2.2.5.1 Perkembangan Ramus

  Selama ramus berkembang, gigi melanjutkan proses erupsi, untuk mempertahankan oklusi. Perbedaan signifikan pada panjang ramus, berdampak pada tinggi wajah anterior atau vertikal dimensi. Pada perkembangan ramus yang ideal, tinggi wajah bagian tengah yang diukur dari glabella sampai dasar hidung, seharusnya ukurannya mendekati perhitungan tinggi wajah bagian bawah yang diukur dari dasar hidung sampai ujung dagu pada pertumbuhan yang sudah selesai.

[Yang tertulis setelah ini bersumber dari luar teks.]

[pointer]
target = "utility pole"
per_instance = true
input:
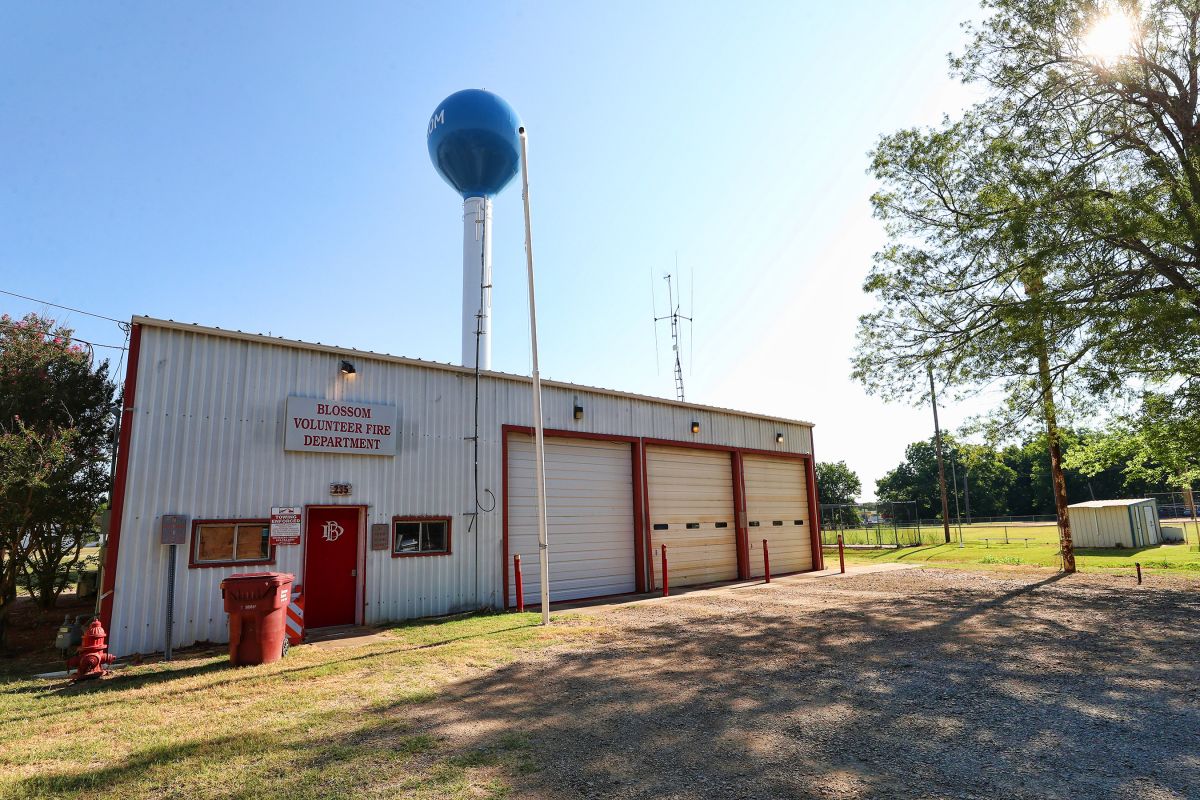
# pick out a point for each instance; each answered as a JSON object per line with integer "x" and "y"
{"x": 941, "y": 464}
{"x": 966, "y": 492}
{"x": 958, "y": 511}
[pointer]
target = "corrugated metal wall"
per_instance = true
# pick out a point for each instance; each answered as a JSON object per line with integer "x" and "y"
{"x": 208, "y": 443}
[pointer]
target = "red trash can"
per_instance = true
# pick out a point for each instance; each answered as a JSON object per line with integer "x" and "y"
{"x": 257, "y": 603}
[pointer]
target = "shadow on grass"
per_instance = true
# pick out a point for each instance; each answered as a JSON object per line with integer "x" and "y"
{"x": 125, "y": 683}
{"x": 756, "y": 699}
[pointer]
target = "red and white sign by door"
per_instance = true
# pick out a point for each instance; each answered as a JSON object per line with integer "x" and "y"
{"x": 285, "y": 525}
{"x": 331, "y": 561}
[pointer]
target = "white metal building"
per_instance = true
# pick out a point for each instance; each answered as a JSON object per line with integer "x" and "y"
{"x": 378, "y": 453}
{"x": 1111, "y": 523}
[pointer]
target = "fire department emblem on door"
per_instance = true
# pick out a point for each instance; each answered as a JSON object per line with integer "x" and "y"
{"x": 331, "y": 531}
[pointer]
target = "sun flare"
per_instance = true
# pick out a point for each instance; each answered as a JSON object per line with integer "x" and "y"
{"x": 1111, "y": 36}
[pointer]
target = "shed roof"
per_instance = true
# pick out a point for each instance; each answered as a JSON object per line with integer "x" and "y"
{"x": 1107, "y": 504}
{"x": 279, "y": 341}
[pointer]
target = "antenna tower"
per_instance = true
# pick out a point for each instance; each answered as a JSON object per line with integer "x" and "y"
{"x": 675, "y": 317}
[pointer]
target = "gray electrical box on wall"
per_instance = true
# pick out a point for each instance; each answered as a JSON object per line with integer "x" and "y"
{"x": 173, "y": 529}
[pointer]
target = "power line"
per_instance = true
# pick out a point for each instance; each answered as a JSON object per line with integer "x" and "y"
{"x": 76, "y": 338}
{"x": 54, "y": 305}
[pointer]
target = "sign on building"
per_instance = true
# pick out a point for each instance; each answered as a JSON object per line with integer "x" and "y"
{"x": 340, "y": 426}
{"x": 285, "y": 525}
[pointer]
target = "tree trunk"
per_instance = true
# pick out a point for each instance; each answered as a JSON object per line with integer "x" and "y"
{"x": 941, "y": 465}
{"x": 1056, "y": 476}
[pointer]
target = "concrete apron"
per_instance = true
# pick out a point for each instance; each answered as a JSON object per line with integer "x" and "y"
{"x": 724, "y": 588}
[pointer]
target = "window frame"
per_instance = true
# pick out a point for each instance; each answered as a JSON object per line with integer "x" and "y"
{"x": 400, "y": 518}
{"x": 193, "y": 543}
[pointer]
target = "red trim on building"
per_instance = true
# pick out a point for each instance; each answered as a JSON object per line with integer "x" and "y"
{"x": 814, "y": 507}
{"x": 646, "y": 516}
{"x": 643, "y": 537}
{"x": 504, "y": 512}
{"x": 429, "y": 518}
{"x": 553, "y": 433}
{"x": 117, "y": 501}
{"x": 639, "y": 522}
{"x": 739, "y": 516}
{"x": 565, "y": 434}
{"x": 192, "y": 564}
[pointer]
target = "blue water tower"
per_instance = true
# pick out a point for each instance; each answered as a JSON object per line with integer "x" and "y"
{"x": 475, "y": 145}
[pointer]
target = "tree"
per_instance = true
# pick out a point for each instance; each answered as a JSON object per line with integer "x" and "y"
{"x": 838, "y": 486}
{"x": 1153, "y": 445}
{"x": 838, "y": 483}
{"x": 55, "y": 431}
{"x": 1049, "y": 240}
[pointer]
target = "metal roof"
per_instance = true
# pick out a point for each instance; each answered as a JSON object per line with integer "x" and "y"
{"x": 262, "y": 338}
{"x": 1107, "y": 504}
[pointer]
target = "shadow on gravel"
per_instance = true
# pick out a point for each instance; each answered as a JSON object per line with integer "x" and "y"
{"x": 1003, "y": 687}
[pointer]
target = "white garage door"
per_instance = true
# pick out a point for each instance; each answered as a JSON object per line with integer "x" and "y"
{"x": 778, "y": 510}
{"x": 589, "y": 507}
{"x": 691, "y": 512}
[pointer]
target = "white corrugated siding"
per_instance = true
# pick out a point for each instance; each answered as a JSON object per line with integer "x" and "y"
{"x": 691, "y": 487}
{"x": 777, "y": 492}
{"x": 1128, "y": 525}
{"x": 208, "y": 443}
{"x": 589, "y": 507}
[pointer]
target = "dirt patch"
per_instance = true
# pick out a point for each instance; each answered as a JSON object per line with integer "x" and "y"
{"x": 906, "y": 684}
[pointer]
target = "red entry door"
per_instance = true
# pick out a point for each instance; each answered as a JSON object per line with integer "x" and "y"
{"x": 331, "y": 561}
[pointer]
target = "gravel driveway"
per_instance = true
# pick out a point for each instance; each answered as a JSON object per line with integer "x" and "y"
{"x": 903, "y": 684}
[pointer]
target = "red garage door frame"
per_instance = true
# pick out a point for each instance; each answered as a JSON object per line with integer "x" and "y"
{"x": 739, "y": 495}
{"x": 641, "y": 510}
{"x": 636, "y": 465}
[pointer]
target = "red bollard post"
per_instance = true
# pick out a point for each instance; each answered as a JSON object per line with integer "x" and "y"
{"x": 516, "y": 565}
{"x": 666, "y": 585}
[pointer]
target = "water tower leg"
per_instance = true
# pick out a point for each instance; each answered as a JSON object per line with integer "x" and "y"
{"x": 477, "y": 281}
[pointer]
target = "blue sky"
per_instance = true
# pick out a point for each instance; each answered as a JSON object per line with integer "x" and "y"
{"x": 263, "y": 167}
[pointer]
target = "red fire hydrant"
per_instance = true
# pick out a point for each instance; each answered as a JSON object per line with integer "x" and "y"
{"x": 91, "y": 659}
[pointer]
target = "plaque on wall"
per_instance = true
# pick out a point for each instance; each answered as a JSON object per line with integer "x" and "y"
{"x": 379, "y": 536}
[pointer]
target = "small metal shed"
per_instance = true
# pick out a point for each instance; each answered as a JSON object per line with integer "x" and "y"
{"x": 1115, "y": 523}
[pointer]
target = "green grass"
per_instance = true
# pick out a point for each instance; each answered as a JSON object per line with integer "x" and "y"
{"x": 1181, "y": 559}
{"x": 319, "y": 723}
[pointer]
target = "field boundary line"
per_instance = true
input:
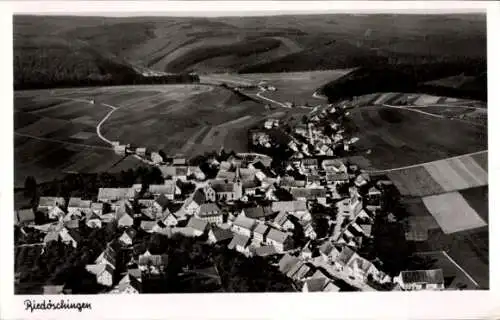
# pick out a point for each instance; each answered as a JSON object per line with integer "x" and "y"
{"x": 62, "y": 141}
{"x": 461, "y": 269}
{"x": 424, "y": 163}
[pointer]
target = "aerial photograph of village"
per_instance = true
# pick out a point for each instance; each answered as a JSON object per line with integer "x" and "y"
{"x": 256, "y": 153}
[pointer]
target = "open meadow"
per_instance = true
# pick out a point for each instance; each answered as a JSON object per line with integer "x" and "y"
{"x": 55, "y": 130}
{"x": 391, "y": 138}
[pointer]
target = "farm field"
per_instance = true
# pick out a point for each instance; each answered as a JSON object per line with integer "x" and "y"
{"x": 441, "y": 176}
{"x": 468, "y": 248}
{"x": 454, "y": 277}
{"x": 397, "y": 137}
{"x": 296, "y": 87}
{"x": 55, "y": 134}
{"x": 453, "y": 213}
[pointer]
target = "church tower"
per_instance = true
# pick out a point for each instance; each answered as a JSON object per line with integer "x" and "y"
{"x": 237, "y": 185}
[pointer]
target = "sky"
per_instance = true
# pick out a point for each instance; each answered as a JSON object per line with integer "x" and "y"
{"x": 241, "y": 8}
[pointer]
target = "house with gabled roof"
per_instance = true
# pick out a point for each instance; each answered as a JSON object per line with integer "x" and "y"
{"x": 56, "y": 213}
{"x": 362, "y": 179}
{"x": 70, "y": 236}
{"x": 51, "y": 236}
{"x": 334, "y": 166}
{"x": 114, "y": 194}
{"x": 78, "y": 204}
{"x": 103, "y": 273}
{"x": 414, "y": 280}
{"x": 170, "y": 220}
{"x": 108, "y": 256}
{"x": 258, "y": 213}
{"x": 211, "y": 213}
{"x": 260, "y": 232}
{"x": 128, "y": 236}
{"x": 328, "y": 251}
{"x": 51, "y": 202}
{"x": 218, "y": 235}
{"x": 240, "y": 243}
{"x": 282, "y": 241}
{"x": 287, "y": 262}
{"x": 24, "y": 216}
{"x": 243, "y": 225}
{"x": 93, "y": 220}
{"x": 125, "y": 220}
{"x": 198, "y": 226}
{"x": 192, "y": 204}
{"x": 282, "y": 221}
{"x": 128, "y": 285}
{"x": 319, "y": 285}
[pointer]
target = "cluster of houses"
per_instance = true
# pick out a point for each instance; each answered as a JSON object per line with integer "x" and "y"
{"x": 243, "y": 207}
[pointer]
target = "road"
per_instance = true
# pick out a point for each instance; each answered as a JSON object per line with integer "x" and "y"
{"x": 423, "y": 163}
{"x": 99, "y": 125}
{"x": 418, "y": 111}
{"x": 259, "y": 94}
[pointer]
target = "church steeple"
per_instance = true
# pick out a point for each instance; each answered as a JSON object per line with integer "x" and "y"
{"x": 237, "y": 185}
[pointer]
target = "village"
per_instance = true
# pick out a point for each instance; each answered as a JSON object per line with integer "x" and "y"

Pada panjang ramus yang berbeda, maka tinggi wajah anterior dan tampilan gigi pun akan berbeda. Gigi dan gingival terlihat berlebihan atau terlalu banyak. Perbedaan panjang ramus ini paling utama dipengaruhi oleh variasi genetik. Seseorang yang memiliki ramus yang pendek dengan erupsi gigi posterior yang normal akan memiliki tinggi wajah anterior yang lebih besar dan open bite anterior. Umumnya seseorang dengan ramus yang pendek memperlihatkan tinggi wajah bagian bawah yang lebih panjang dibandingkan tinggi wajah bagian tengah nya. Seseorang yang memiliki ramus yang panjang dan erupsi gigi posterior normal, akan memiliki bentuk wajah yang berkebalikan dengan orang yang memiliki ramus pendek. Umumnya, orang ini memiliki wajah bagian bawah yang pendek dibanding wajah bagian tengahnya dan gigi bagian maksila yang tidak terlihat seluruhnya. Seperti ramus yang panjang, bentuk wajah yang kecil dengan ramus pendek memiliki bentuk wajah yang berbentuk sangat kotak.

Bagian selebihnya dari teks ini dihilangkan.